Although interest-only mortgages have existed for many years, they have increased in popularity recently. With home prices continuing to rise and interest rates still at low levels, an interest-only mortgage allows homebuyers to purchase a larger home with a smaller mortgage payment.
Basically, for a fixed period, you only pay interest on your mortgage. The interest rate may adjust with changes in the prime rate or be fixed for a designated period. During that period, you can typically make payments against principal at your discretion. At the end of the interest-only period, the mortgage may convert to a traditional fixed-rate mortgage payable over the remaining period of a 30-year term. Since you are amortizing the entire principal over a shorter period, the monthly mortgage payments can be significantly higher than on a traditional 30-year mortgage. Sometimes, at the end of the interest-only period, the entire balance becomes due, so you must refinance at that time.
Several types of homebuyers may be interested in this type of loan, including those who expect their income to increase significantly over the interest-only period. The lower initial payment allows them to afford a larger home. When the payments go up at the end of the interest-only period, increased income should cover the increase in the mortgage payment. Homeowners with uneven income, such as those who own their own businesses or earn commissions, may find the lower payments helpful during periods when income is lower. When their income increases, they can send additional principal payments in with their interest payments.
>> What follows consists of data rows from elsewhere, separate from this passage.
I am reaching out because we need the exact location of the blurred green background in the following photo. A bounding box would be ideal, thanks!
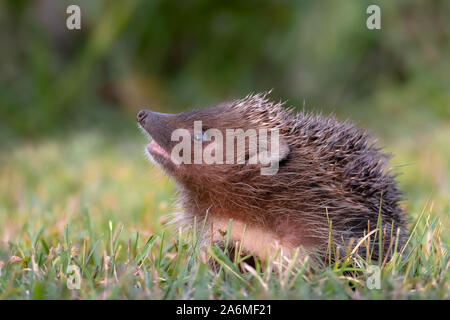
[0,0,450,241]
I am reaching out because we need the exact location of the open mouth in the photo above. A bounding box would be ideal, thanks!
[147,140,171,161]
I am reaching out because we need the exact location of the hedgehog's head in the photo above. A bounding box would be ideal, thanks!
[137,95,290,191]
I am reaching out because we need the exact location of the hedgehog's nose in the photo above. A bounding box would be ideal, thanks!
[136,110,148,122]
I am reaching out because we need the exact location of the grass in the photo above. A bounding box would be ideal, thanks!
[0,127,450,299]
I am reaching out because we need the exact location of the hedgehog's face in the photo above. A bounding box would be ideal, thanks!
[137,96,289,188]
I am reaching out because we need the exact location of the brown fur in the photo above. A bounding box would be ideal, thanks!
[139,94,406,259]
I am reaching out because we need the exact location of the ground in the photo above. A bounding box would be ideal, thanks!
[0,126,450,300]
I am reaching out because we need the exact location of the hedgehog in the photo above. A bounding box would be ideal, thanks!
[137,93,407,260]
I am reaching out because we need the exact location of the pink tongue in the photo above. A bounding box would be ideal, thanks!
[147,140,167,156]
Other homeowners may like the ability to use funds that would have been paid toward principal for other financial purposes, perhaps to fund a retirement plan or a child's college fund.
Before applying for an interest-only mortgage, be aware of the risks:
- Your payments can still increase during the interest-only period. Many interest-only mortgages are tied to the prime rate and will increase as the prime rate increases. Over a period of years, your payment can fluctuate significantly, especially if your mortgage has high caps on interest rate increases.
- Because you are only paying interest, your mortgage payments do not build equity in your home. Historically, increasing home prices have provided a significant portion of a homeowner's equity, but increases in home prices are not guaranteed. If home prices stagnate or decline, you may owe more on your mortgage than you can sell the home for.
- Once the interest-only period is over, the mortgage payment may increase substantially. If your income doesn't rise during that period or one spouse quits working, you may have difficulty finding the resources to pay the higher mortgage payment.